Andrew Ranger triomphe à Vallée-Jonction

VALLÉE-JONCTION — Andrew Ranger a mis fin à une longue disette, samedi soir, à l'Autodrome Chaudière de Vallée-Jonction. Et tant pis si la course, prévue pour 300 tours, a été écourtée à 220 en raison de la pluie.

En s'imposant sur l'ovale d'un quart de mille de la Beauce, le Granbyen a triomphé pour la première fois depuis le 3 juillet 2016, alors qu'il avait gagné à Mirabel. Une disette de 22 courses, qui a paru interminable à ses yeux.

Mieux encore, il a mérité sa première victoire sur ovale depuis le 11 juillet 2014, à Edmonton.

«Ça fait du bien. Vraiment beaucoup, beaucoup de bien!», a lancé Ranger, qui avait le sourire très facile sur le podium.

Il a eu le meilleur sur Louis-Philippe Dumoulin et Donald Theetge. Le jeune Ontarien Cole Powell et D.J. Kennington ont complété le top 5. 

Il était 22h15 lorsque les dirigeants de NASCAR ont décidé de renvoyer tout le monde à la maison.

«Évidemment, ce n'est pas de cette façon qu'on veut gagner, a repris Ranger. Mais après deux ans sans victoire, je vais la prendre!»

Surtout qu'il n'avait pas à être gêné après la performance qu'il avait livrée. Parti troisième, il a pris la tête de façon définitive au 188e tour. Samedi, il a fait de l'extérieur de la piste son bureau, son château fort.

«Les membres de mon équipe m'ont dit que j'avais la voiture pour rouler à l'intérieur, mais ce soir, j'étais vraiment à ma place à l'extérieur. J'étais à la maison à l'extérieur.»

Ce qui réjouit le plus Ranger, c'est de voir qu'il a enfin une voiture compétitive sur ovale.

«Vous le savez, on en a tellement arraché sur ovale l'an dernier. C'est l'fun de savoir que j'ai au moins une bonne chance d'avoir du succès.»

Sa victoire fait en sorte qu'il est maintenant troisième au championnat, huit points derrière Louis-Philippe Dumoulin et un point derrière Cole Powell.

«On a juste trois courses dans le corps et il en reste encore 10 devant nous. Mais cette victoire me permet de recommencer à rêver au championnat.»

Dumoulin: un goût amer

Il y a d'heureuses deuxièmes places, mais il y en a qui laissent un goût amer. Celle de Louis-Philippe Dumoulin avait justement ce petit goût amer samedi.

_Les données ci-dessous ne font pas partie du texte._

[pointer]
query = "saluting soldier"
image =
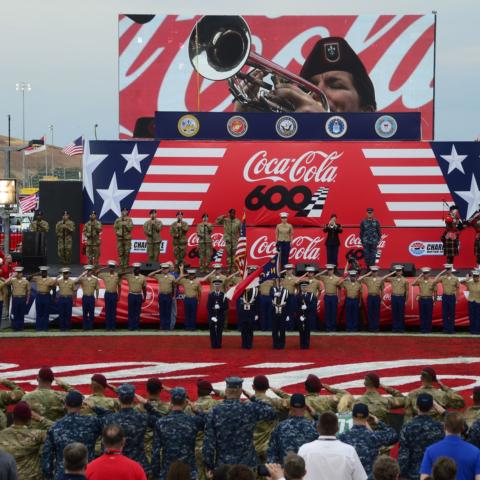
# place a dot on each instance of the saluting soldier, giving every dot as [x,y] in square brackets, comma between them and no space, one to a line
[217,304]
[399,297]
[204,234]
[64,229]
[192,293]
[152,229]
[450,289]
[166,289]
[67,288]
[137,293]
[427,289]
[90,289]
[92,231]
[123,230]
[374,285]
[112,282]
[20,298]
[472,284]
[39,224]
[353,290]
[231,233]
[178,231]
[43,298]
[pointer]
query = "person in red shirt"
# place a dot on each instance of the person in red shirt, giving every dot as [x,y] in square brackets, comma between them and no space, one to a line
[113,464]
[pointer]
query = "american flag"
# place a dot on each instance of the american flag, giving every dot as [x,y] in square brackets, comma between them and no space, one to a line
[29,203]
[411,183]
[241,252]
[74,148]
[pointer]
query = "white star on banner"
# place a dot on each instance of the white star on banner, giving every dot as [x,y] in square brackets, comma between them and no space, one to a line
[133,159]
[112,197]
[90,163]
[472,197]
[454,160]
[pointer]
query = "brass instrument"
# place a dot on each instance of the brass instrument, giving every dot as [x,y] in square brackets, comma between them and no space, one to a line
[220,46]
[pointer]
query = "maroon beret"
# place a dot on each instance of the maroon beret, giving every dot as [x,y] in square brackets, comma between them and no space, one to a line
[46,374]
[373,378]
[100,379]
[260,382]
[22,412]
[313,384]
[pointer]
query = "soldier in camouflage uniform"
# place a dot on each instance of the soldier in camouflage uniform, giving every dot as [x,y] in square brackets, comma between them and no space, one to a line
[231,233]
[8,398]
[416,436]
[24,443]
[71,428]
[264,428]
[366,441]
[178,231]
[316,402]
[123,230]
[44,400]
[92,230]
[290,434]
[444,396]
[174,437]
[229,428]
[64,230]
[380,405]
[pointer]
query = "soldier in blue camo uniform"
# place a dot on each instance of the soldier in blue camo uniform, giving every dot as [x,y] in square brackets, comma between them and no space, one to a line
[174,437]
[366,441]
[73,427]
[229,428]
[134,424]
[290,434]
[416,435]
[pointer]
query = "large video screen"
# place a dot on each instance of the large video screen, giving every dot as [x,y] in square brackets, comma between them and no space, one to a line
[397,51]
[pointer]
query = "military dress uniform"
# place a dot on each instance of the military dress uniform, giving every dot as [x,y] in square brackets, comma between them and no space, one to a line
[136,284]
[66,294]
[166,289]
[43,300]
[231,234]
[64,230]
[152,229]
[92,230]
[192,290]
[204,234]
[247,310]
[123,227]
[415,437]
[178,231]
[111,281]
[90,289]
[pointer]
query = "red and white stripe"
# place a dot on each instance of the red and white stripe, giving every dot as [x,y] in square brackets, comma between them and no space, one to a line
[411,183]
[177,179]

Voyez-vous, le Trifluvien, après avoir dominé outrageusement jusqu'à l'arrêt obligatoire à la mi-course, a pris la dernière relance de la deuxième place, derrière Ranger, alors qu'il semblait être premier, du moins à l'oeil, au moment où le drapeau jaune avait été déployé. Mais les officiels de NASCAR ont juré, preuve à l'appui, qu'il était second.

«Je ne suis pas certain qu'Andrew était premier, mais bon, la vraie histoire, c'est la pluie, a expliqué celui qui avait été le plus rapide lors des qualifications. Ce soir, j'avais une super voiture, une voiture tellement, tellement agréable à conduire. À la mi-course, lorsque les gens de mon équipe ont voulu apporter certaines modifications au bolide, j'ai dit: 'Non, on ne change absolument rien!' J'aurais aimé qu'on complète l'épreuve, la lutte était loin d'être terminée, mais Dame Nature en a décidé autrement...»

Plus loin, Donald Theetge en avait un brin contre Dame Nature aussi.

«Je commençais juste à avoir du plaisir, le party était sur le point de pogner, a mentionné le vétéran pilote de Québec. Si je me fie aux membres de mon équipe, j'étais même le plus rapide lors des derniers tours. Après des courses très difficiles à Bowmanville et à Hamilton (13e et 16e), je ne peux pas me plaindre d'avoir fini troisième...»

Marc-Antoine Camirand (6e), Jean-François Dumoulin (7e), Simon Dion-Viens (9e), Alex Tagliani (11e), qui s'est battu avec sa voiture tout au long de la journée, David Michaud (14e) et Kevin Lacroix (16e), dont la soirée de travail a pris fin très tôt, étaient les autres Québécois en piste. Dix-sept voitures ont finalement pris le départ.